Дочь Дашковой бросилась к ней, думая, что ей дурно.
– Нет, нет, не беспокойся за меня, – сказала Дашкова, – мне ничего, да и умереть в эту минуту было бы счастье. Судьба моя хуже, мне назначено еще увидеть все благие начинания уничтоженными и мое отечество падшим и несчастным.
При этих словах у нее сделались спазмы, и она отдалась чувству глубокого горя.
Дашкова не замедлила испытать на себе державную руку поврежденного сына Петра III. Сначала она получила указ о своей отставке и просила генерал-прокурора Самойлова засвидетельствовать ее благодарность государю за снятие с нее бремени, которое становится ей не под силу нести.
Спустя некоторое время Дашкова поехала в Москву, но к ней тотчас явился московский генерал-губернатор и объявил ей приказ Павла немедленно ехать назад в деревню и там вспоминать 1762 год. Дашкова отвечала, что никогда не забывала этот год, но, соображаясь с волею государя, будет размышлять о времени, которое равно не оставило ей ни угрызений совести, ни раскаяния.

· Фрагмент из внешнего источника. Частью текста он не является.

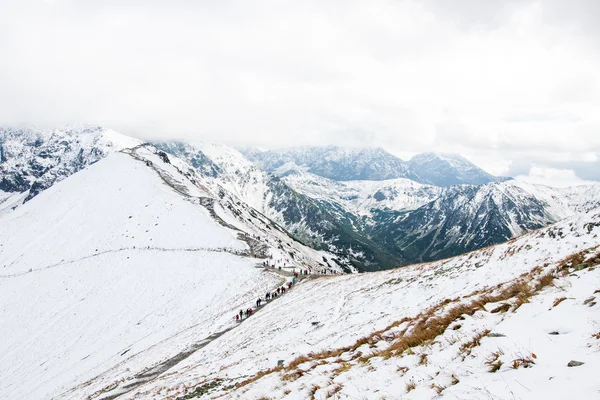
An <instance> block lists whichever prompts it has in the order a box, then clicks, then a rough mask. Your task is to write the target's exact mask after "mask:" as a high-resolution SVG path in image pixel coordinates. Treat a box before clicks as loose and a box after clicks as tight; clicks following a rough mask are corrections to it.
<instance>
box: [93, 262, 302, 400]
mask: <svg viewBox="0 0 600 400" xmlns="http://www.w3.org/2000/svg"><path fill="white" fill-rule="evenodd" d="M265 271H266V272H268V273H272V274H275V275H278V276H283V277H286V278H287V277H290V276H293V274H291V273H290V275H288V274H287V273H286V272H287V271H279V270H270V269H265ZM303 279H304V278H303V277H302V276H299V277H298V283H300V281H302V280H303ZM283 283H285V280H283V281H282V282H281V283H279V284H278V286H277V287H279V286H281V285H282V284H283ZM298 283H297V284H298ZM292 287H293V286H292ZM275 289H276V288H275ZM281 297H282V295H280V296H278V297H276V298H274V299H271V300H269V301H268V302H267V303H265V304H264V305H263V306H261V307H259V308H257V309H256V311H255V312H254V313H253V315H254V314H256V313H257V312H260V311H261V310H262V309H263V308H265V307H266V306H267V305H268V304H270V303H272V302H273V301H276V300H277V299H279V298H281ZM248 318H249V317H246V318H245V319H242V320H240V321H238V322H236V323H235V324H234V325H232V326H230V327H228V328H225V329H223V330H221V331H219V332H216V333H213V334H211V335H210V336H207V337H206V338H204V339H202V340H200V341H199V342H196V343H193V344H192V345H191V346H189V347H188V348H187V349H185V350H183V351H181V352H179V353H178V354H176V355H174V356H173V357H170V358H168V359H166V360H164V361H161V362H160V363H158V364H156V365H155V366H153V367H151V368H149V369H146V370H144V371H142V372H139V373H137V374H136V375H134V376H133V378H131V379H127V380H122V381H121V382H118V383H116V384H113V385H110V386H108V387H105V388H104V389H102V390H100V391H99V392H96V393H95V394H93V395H91V396H89V397H88V399H96V400H116V399H118V398H119V397H121V396H123V395H124V394H127V393H129V392H131V391H132V390H134V389H136V388H138V387H139V386H142V385H144V384H146V383H148V382H151V381H153V380H154V379H156V378H158V377H159V376H161V375H162V374H164V373H165V372H167V371H169V370H170V369H171V368H173V367H174V366H176V365H177V364H179V363H180V362H182V361H184V360H185V359H187V358H188V357H190V356H191V355H192V354H194V353H195V352H197V351H198V350H200V349H202V348H204V347H205V346H207V345H208V344H210V343H211V342H212V341H214V340H216V339H218V338H220V337H221V336H223V335H224V334H225V333H227V332H229V331H231V330H233V329H235V328H237V327H238V326H240V325H241V324H242V323H244V322H245V321H246V320H247V319H248ZM94 379H96V378H94Z"/></svg>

Брат ее Александр, желая успокоить, говорил ей, что Павел всё это делает теперь для восстановления памяти своего отца, что после коронации дела пойдут лучше. Дашкова пишет ему, приехав в Троицкое: «Любезнейший брат, вы пишете мне, что Павел после коронации оставит меня в покое. Поверьте мне, что вы очень ошибаетесь в его характере. Когда тиран раз ударил свою жертву, он будет повторять свои удары до тех пор, пока не сокрушит ее окончательно. Сознание невинности и чувство негодования послужат мне вместо мужества, чтоб перенести невзгоду до тех пор, пока и вас, мои родные, не захватит его расходившаяся злоба. В одном будьте уверены: никакие обстоятельства не заставят меня ничего ни сделать, ни сказать, что бы могло меня унизить… Рассматривая мою прошлую жизнь, – прибавляет она, – я не без внутреннего утешения сознаю в себе довольно твердости характера, испытанного многими несчастьями, чтоб не быть уверенной, что снова найду силы перенести новые бедствия».